A federal appeals court ruled on Friday that Georgia can keep statewide elections for its five-member commission regulating utilities, overturning a lower court judge who found statewide elections illegally diluted Black votes.
The ruling is important beyond Georgia’s Public Service Commission because it could help protect certain statewide elections in other states subject to scrutiny for racial discrimination under the Voting Rights Act. It also could signal limits to a new wave of voting rights litigation after the U.S. Supreme Court upheld a key part of the law this year in an Alabama case.
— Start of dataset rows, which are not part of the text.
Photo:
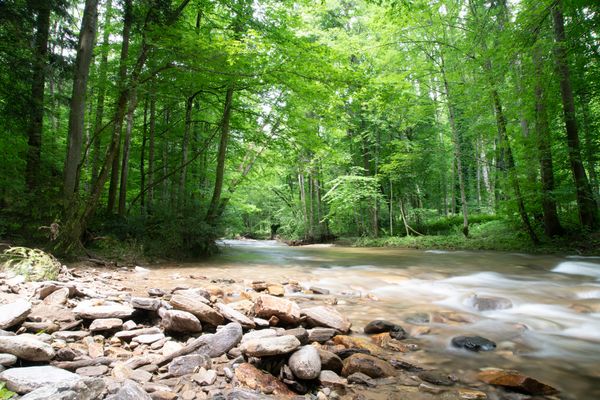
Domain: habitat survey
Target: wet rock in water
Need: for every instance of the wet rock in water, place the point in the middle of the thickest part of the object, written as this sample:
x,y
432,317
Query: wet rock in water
x,y
320,335
252,377
516,381
6,360
226,338
106,324
180,321
361,379
368,365
187,364
26,347
330,361
130,390
328,317
437,378
270,346
473,343
145,303
81,389
203,312
300,333
235,316
488,303
305,363
382,326
27,379
90,309
14,313
286,311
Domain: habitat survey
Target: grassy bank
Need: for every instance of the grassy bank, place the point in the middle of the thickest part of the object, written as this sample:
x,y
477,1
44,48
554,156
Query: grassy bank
x,y
493,235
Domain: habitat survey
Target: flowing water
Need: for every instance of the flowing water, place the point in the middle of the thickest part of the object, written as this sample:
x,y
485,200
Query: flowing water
x,y
551,332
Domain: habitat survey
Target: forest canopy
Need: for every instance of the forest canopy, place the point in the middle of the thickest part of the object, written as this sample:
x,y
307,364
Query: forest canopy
x,y
168,124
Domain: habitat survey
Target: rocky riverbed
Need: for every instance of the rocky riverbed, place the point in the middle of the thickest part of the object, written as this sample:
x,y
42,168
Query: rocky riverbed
x,y
89,335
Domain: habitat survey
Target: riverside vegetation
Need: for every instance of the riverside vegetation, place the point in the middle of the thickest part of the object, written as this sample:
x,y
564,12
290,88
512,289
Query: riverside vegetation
x,y
159,126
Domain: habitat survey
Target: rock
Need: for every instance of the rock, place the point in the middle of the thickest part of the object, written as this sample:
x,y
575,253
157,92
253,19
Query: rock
x,y
80,389
26,347
436,377
252,377
327,317
205,313
305,363
6,360
513,380
368,365
188,364
130,391
270,346
285,310
318,290
145,303
94,370
235,316
224,340
330,361
181,321
90,309
332,380
106,324
488,303
275,289
27,379
320,335
14,313
381,326
473,343
361,379
205,377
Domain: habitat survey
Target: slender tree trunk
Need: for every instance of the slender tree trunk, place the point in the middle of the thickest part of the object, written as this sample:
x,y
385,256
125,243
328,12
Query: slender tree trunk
x,y
77,113
102,72
213,208
552,225
126,147
36,117
588,213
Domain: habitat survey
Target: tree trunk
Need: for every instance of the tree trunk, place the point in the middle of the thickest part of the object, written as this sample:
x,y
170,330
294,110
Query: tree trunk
x,y
77,113
212,212
588,213
102,72
552,225
36,118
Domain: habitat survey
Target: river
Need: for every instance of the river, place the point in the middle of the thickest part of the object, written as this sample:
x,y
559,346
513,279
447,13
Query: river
x,y
551,332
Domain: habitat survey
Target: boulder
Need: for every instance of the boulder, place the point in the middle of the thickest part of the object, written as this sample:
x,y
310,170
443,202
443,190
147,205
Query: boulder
x,y
286,311
252,377
235,316
514,380
382,326
90,309
188,364
305,363
327,317
205,313
106,324
80,389
368,365
27,379
181,321
473,343
270,346
26,347
14,313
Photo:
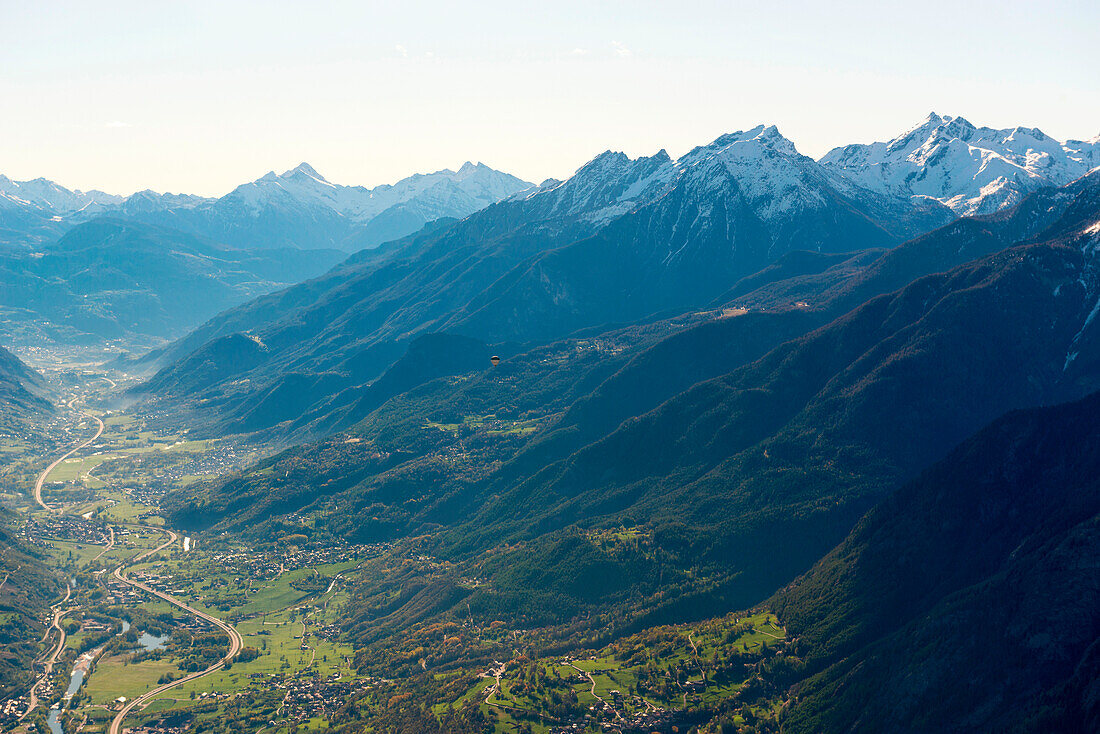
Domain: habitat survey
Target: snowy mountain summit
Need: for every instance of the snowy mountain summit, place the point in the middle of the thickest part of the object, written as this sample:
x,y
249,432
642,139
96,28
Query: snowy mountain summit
x,y
971,170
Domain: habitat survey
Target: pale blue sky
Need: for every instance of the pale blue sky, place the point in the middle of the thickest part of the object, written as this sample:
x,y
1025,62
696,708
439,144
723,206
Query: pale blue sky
x,y
200,96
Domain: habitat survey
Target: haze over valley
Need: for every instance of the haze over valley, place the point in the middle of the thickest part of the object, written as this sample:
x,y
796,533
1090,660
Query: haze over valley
x,y
732,439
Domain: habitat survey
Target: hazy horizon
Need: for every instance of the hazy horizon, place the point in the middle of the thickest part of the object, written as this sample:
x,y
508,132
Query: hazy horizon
x,y
200,98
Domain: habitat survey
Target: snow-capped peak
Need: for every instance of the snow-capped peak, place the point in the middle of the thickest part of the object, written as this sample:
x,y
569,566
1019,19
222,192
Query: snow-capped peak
x,y
304,170
971,170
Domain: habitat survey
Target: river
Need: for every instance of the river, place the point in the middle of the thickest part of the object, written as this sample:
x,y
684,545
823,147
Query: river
x,y
79,670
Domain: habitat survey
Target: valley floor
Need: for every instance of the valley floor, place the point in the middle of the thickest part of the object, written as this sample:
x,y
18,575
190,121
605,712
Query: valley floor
x,y
163,632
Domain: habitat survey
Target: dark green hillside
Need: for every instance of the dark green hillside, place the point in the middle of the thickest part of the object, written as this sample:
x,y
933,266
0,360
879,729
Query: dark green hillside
x,y
748,475
774,461
968,601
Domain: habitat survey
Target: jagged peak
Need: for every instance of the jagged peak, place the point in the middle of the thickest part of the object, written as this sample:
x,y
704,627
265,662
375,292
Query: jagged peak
x,y
306,170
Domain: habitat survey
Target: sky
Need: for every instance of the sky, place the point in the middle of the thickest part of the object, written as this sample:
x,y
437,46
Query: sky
x,y
199,97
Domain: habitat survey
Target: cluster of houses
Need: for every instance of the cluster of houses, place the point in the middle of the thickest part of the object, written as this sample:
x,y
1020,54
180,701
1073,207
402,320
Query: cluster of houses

In August 2022, U.S. District Judge Steven Grimberg had ordered Georgia’s commissioners elected by district, the first time a statewide voting scheme had been overturned by a federal judge. But a three-judge panel of the 11th U.S. Circuit Court of Appeals ruled Grimberg went too far.
“Georgia chose this electoral format to protect critical policy interests and there is no evidence, or allegation, that race was a motivating factor in this decision,” Circuit Judge Elizabeth Branch wrote for the unanimous panel. “On the facts of this case, we conclude that plaintiffs’ novel remedial request fails because Georgia’s chosen form of government for the PSC is afforded protection by federalism and our precedents.”
Plaintiffs decried the ruling as sanctioning discrimination. Grimberg had found statewide elections illegally handicapped Black-favored candidates, and that such candidates would have a better chance if only voters in a district elected each candidate, making it possible to draw at least one Black-majority district.
It wasn’t immediately clear if the plaintiffs would further appeal. Another plaintiff, minister and political activist James “Major” Woodall, pledged that “the fight is far from over and we will continue to use every tool in our disposal to gain the relief we seek.”
If the ruling stands, it could put three of the five Georgia commission seats on 2024 ballots. Commissioners typically serve staggered six-year terms, but elections for the places held by Commissioners Fitz Johnson and Tim Echols were delayed from 2022 by Grimberg’s ruling. Johnson and Echols had already each won the GOP nomination.